A discussion about creating a new metric for understanding blogs is something I think the community should have the chance to participate in to find a different way of perceiving a blog, or the ripples a blog makes. Partly I believe this because of the frustration people express about Google's secret algorithm for pagerank, where they feel something this powerful should not be secret (update: the algorithm is not secret but the ordering of the search results is secret). And partly because I see that blogging is a opportunity for people to talk transparently, so why shouldn't the algorithm used to express our weight in the blogosphere also be open. Bloggers should have input about the importance of one social gesture over another, one metric over another, and know what it is that is included because it will be used to describe them. And also, I cannot assume that the ways I read blogs is the same as everyone else, so I'd rather have a community algorithm in the sense that the community has commented on the weight of some metrics over others within the algorithm, and not just assume that the ways I or others weight these gestures in our blog search are correct for everyone.
A closed algorithm is purported to be a kind of spam control, as opposed to an algorithm that is open. But a community based standard means the community can help police those that try to game it, if we put in place mechanisms to flag those who abuse the system. Transparency as it exists in open source software, and as it should exist here, is the opposite of security by obscurity. But creating this is also an experiment, and help is needed in order to make creating a community based algorithm possible.
Currently, blogs are measured in systems like Technorati or ranked in PubSub by links or by number of subscribers to a feed in Feedster. In particular, these are the not very interesting, subtle or telling measures used to make indexes like the Technorati Top 100 or the PubSub 100 or the Feedster 100. In Particular, the Technorati Top 100 is based purely on inbound links. All of these lists tend to favor those who blog in more general, popular topic areas, and not those who are specialists in an area.
For many bloggers the relevant sphere of influence is not overall popularity, as those indexes express. It's influence and connection within a community. And the relevant measure of connection isn't the number of connections -- it's the depth and impact of those connections. This is about celebrating the niche, and measuring engagement over time.
Links alone are not a good metric for authority. There are several reasons for this. But the most important, I think is that as consequence for the blogosphere, it harms the way people see blogging. People know some bloggers want influence; many bloggers know they want it too, though many others don't want it at all.
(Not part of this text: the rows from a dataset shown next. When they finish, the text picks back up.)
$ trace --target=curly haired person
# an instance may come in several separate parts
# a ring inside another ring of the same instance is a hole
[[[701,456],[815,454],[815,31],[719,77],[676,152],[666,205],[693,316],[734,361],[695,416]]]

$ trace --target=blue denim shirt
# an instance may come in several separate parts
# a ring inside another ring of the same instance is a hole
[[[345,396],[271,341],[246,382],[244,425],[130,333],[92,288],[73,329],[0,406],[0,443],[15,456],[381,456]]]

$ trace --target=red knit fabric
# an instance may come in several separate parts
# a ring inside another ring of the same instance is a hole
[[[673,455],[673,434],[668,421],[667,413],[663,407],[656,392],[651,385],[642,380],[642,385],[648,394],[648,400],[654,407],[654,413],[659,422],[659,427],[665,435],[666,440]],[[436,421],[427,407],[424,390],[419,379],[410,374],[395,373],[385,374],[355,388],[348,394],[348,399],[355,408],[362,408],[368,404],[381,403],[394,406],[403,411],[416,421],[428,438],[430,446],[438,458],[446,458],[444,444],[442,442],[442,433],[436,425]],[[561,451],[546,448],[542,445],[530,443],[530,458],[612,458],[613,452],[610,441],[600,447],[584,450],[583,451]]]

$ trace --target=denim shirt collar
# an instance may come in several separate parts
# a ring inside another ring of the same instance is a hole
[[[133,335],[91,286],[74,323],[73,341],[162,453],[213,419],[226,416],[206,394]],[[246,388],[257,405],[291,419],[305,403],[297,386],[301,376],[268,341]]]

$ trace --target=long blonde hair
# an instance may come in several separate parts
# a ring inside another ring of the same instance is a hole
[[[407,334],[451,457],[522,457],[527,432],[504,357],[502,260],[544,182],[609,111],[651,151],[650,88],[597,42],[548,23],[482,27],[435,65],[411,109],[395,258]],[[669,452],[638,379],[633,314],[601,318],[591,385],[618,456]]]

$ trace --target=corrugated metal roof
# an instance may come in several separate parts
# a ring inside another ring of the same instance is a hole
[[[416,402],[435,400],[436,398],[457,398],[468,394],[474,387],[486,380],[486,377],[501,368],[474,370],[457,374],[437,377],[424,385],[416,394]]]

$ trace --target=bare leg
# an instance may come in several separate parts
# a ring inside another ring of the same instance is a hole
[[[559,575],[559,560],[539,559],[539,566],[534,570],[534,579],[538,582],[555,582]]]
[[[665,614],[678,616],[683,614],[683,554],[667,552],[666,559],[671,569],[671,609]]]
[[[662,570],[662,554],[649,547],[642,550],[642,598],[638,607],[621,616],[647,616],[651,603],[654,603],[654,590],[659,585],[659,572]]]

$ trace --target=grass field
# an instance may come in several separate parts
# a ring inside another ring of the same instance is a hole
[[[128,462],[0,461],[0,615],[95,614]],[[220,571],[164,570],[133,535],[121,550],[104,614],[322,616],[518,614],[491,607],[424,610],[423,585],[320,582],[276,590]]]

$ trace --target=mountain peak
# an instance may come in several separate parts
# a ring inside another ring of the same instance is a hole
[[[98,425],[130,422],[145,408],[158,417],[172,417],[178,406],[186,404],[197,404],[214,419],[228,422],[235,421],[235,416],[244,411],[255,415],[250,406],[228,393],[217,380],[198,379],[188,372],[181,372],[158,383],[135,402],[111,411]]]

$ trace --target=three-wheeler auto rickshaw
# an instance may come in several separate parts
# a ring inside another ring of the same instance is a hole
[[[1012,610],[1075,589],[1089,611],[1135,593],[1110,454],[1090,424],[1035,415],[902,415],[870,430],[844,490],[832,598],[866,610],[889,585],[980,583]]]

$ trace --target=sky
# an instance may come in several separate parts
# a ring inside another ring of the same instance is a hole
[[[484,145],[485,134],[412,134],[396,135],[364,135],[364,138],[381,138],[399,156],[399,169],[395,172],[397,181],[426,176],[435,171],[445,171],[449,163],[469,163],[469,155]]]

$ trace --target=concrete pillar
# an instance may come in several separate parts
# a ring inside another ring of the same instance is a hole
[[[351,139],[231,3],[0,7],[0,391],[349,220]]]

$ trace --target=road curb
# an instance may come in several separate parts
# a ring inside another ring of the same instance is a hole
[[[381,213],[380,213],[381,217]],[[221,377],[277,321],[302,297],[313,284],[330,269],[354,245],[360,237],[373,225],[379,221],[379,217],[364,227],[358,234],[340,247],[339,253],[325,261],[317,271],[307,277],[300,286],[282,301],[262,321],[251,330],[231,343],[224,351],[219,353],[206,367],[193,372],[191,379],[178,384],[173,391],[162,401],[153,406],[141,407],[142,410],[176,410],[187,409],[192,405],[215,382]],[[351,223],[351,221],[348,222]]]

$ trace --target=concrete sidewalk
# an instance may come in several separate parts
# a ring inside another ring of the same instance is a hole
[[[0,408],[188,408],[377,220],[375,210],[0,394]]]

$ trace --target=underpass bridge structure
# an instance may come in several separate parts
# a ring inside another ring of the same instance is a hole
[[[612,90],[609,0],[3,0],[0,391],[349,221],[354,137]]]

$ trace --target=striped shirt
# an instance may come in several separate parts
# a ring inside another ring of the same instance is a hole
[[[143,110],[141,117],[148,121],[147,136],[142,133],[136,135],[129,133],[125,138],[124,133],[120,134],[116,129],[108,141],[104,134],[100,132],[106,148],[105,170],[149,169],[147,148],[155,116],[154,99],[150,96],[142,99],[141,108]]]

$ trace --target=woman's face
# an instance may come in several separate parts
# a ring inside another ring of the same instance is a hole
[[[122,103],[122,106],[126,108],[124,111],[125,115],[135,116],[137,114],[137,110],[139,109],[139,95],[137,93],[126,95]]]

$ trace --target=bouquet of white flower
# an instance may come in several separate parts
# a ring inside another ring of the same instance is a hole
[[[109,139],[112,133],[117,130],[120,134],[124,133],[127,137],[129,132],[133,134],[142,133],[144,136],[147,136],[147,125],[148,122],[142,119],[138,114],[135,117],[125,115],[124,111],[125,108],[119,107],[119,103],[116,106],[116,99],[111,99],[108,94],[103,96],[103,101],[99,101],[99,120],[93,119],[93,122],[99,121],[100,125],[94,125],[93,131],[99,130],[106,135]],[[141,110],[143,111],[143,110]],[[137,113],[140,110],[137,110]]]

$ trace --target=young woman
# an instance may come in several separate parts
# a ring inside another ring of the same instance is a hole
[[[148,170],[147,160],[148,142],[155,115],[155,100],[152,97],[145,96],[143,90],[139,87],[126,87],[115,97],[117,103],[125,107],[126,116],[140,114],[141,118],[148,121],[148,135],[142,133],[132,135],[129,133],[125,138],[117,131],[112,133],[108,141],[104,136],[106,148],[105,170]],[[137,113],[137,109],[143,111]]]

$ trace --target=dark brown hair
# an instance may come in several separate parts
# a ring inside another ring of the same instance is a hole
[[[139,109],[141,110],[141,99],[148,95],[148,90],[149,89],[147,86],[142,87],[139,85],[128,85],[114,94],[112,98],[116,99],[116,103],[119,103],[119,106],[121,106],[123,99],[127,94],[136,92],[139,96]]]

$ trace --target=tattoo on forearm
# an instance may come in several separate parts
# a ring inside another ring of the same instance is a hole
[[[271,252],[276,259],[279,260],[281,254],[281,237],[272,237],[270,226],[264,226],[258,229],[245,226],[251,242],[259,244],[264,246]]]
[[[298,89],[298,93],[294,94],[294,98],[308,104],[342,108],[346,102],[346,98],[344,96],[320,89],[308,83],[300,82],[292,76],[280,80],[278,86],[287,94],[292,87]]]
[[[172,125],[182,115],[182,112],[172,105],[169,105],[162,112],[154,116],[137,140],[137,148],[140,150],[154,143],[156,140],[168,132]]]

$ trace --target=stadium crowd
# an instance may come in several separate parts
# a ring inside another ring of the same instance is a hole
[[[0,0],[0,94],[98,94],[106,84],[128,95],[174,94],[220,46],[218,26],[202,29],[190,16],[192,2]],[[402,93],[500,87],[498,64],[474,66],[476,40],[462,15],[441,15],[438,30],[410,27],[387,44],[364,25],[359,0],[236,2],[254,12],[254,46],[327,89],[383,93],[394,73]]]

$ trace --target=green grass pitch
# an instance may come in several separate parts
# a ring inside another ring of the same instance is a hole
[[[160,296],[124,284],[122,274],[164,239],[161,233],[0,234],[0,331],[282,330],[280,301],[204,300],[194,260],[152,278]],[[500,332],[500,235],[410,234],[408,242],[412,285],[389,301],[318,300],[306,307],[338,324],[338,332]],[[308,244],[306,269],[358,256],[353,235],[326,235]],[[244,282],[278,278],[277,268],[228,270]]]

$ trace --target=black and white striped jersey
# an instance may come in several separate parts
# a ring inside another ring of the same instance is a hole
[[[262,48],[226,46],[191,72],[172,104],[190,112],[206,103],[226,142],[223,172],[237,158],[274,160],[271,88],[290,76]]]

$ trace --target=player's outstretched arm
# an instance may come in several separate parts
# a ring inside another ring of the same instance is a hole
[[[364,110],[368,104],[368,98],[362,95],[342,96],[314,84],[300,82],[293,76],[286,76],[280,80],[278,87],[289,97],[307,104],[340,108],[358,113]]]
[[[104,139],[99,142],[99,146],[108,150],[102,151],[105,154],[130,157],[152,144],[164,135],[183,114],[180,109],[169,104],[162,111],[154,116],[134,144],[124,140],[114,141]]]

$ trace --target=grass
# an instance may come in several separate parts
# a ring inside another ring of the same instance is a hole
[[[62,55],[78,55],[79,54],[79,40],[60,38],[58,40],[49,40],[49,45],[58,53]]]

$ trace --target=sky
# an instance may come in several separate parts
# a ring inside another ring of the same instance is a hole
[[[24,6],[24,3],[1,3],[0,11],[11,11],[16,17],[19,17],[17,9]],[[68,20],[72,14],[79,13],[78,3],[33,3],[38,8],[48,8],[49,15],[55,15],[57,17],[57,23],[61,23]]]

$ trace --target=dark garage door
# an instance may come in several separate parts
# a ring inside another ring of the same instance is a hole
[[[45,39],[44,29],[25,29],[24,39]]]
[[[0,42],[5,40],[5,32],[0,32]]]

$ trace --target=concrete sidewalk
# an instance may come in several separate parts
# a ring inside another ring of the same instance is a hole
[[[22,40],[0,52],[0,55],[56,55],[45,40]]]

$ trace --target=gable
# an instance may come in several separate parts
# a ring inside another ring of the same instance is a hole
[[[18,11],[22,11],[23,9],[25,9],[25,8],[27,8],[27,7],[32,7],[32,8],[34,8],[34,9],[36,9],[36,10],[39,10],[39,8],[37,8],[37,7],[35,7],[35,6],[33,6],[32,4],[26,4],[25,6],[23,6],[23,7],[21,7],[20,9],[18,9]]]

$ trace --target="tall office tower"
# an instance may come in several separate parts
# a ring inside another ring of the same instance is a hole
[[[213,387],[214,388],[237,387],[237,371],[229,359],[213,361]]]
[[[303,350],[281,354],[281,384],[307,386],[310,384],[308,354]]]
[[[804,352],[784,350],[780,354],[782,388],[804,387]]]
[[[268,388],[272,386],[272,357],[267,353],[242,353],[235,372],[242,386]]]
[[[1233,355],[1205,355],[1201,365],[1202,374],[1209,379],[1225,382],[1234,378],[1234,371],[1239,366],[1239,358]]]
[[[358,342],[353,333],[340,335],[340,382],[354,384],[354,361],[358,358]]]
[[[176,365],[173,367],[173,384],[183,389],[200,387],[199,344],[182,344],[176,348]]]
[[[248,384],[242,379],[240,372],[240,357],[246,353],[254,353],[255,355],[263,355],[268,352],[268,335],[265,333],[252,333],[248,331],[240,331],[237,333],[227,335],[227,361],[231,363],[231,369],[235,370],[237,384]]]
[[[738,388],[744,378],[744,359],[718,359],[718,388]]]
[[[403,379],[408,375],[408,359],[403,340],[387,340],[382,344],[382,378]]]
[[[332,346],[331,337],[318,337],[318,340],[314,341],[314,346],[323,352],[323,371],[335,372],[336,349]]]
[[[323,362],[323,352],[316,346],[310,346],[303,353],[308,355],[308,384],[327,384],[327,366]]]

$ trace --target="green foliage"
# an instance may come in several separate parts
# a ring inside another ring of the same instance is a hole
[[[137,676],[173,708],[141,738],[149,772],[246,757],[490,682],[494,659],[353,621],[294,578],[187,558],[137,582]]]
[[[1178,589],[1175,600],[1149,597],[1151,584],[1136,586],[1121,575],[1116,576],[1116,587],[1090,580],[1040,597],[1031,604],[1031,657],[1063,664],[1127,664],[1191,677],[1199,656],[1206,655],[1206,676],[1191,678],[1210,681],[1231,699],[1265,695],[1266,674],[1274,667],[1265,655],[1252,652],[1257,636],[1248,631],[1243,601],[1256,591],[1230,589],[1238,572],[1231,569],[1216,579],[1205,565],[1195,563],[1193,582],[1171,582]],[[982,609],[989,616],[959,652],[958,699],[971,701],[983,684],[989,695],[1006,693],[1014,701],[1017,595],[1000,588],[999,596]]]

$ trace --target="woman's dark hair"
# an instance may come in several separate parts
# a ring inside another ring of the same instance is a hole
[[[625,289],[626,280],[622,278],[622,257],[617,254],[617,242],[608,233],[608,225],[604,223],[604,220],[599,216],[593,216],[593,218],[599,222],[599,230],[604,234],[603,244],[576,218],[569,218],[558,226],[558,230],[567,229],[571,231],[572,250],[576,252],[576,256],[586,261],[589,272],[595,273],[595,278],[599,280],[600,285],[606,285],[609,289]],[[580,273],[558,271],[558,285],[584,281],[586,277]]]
Counting links is very much like counting subscriptions to magazines in order to sell ads, as far as comparing it to a number not reflective of what is actually going on with the media it's meant to reflect. Link counts alone are an analog media model, but online media is dynamic, and what is digital often has the possibility of getting much closer to finding smaller, more granular, and more interesting ways of perceiving things, that are much more interesting, and orthogonal to legacy media models counting eyeballs.
I should also be clear that this effort, and the discussions I've been a part of this topic do not have the goal to make another list to replace the Technorati Top 100 or the Pubsub Link Rank 100 or the Feedster list, or any other top (insert #) list. Rather, this is about going beyond lists and links, to understand that the social relationships of expression between and across blogs is really about searching for a "metric for identity" or "metric for affiliation", "metric for community", or "metric for influence".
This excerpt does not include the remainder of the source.